Где хорошо, там и отечество.
Но я не об отечестве – оно пока со мной. Отечество славлю, которое есть, за то, что заставило вовремя сесть. Я его люблю. Может быть, когда-нибудь оно тоже меня полюбит.
Война никогда не снилась мне – очевидно, потому, что на мне нет крови. Но часто вспоминалась вечерами, если напивался. Закрывал глаза и видел: площадь, фасад дворца генерала Дудаева; балкон, где он стоял, принимая парады, показывая своим подданным портативный автомат «Борз» местного производства; стена из бетонных блоков; солнце насыщенного темно-желтого цвета, такого нигде нет; пыльные автомобили и черные женщины, их около сотни. Вдовы более спокойны – они пришли просить какой-то работы; те, у кого бесследно исчезли мужья или сыновья, отличаются, на их лицах предчувствие ужаса – но и надежда, упрямое нежелание верить в худшее. В руках какие-то листки, справки, жалкие казенные бумажки. Сегодня мэрия не принимает. И вчера не принимала. Но они приходят все равно. Они атакуют любого, выходящего из здания, особенно тех, кто одет в гражданское. Мне страшно выйти, мне нечем им помочь, я давно раздал все свои деньги, а ходить по военным комендатурам в поисках пропавших без вести практически бессмысленно: ни один военный чин никогда не уважал и не будет уважать гражданского чина.
Моя война закончилась, вместо звезд на чужих погонах я теперь считал только звезды на коньячных этикетках.
Я не увольнялся официально – просто отключил телефон. Удостоверение оставил на память. Как там у Вознесенского: «Где ваши, сенатор, люди? Исчезли, урвав караты». Почему-то все думали, что я урвал караты. По2 чему-то все думали, что я поехал туда ради денег.

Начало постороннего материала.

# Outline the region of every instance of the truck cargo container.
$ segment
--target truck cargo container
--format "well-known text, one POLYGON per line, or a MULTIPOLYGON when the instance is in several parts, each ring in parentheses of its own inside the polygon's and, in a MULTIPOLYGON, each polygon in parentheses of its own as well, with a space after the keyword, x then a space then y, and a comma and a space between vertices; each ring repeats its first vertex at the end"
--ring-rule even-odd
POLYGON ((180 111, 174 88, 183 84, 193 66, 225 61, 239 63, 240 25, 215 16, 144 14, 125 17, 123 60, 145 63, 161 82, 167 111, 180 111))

Понятно, мне следовало сразу подсуетиться и найти в Москве хорошую работу. Нацепить галстук, надуть щеки. Все-таки я почти год мотался меж центром и окраиной в качестве помощника первого лица республики, это довольно высокий номенклатурный уровень, я мог бы осесть в любой корпорации, в банке. Везде, где требовались грамотные, умные люди с подвешенным языком. Скрытные и уравновешенные циники-практики. Мои акции стояли высоко. Надо было всего лишь составить резюме, пойти и продать себя. Но не пошел, не продал. Я не умел составлять резюме и продавать себя. Я вообще никого никогда не продал – и себя не стал.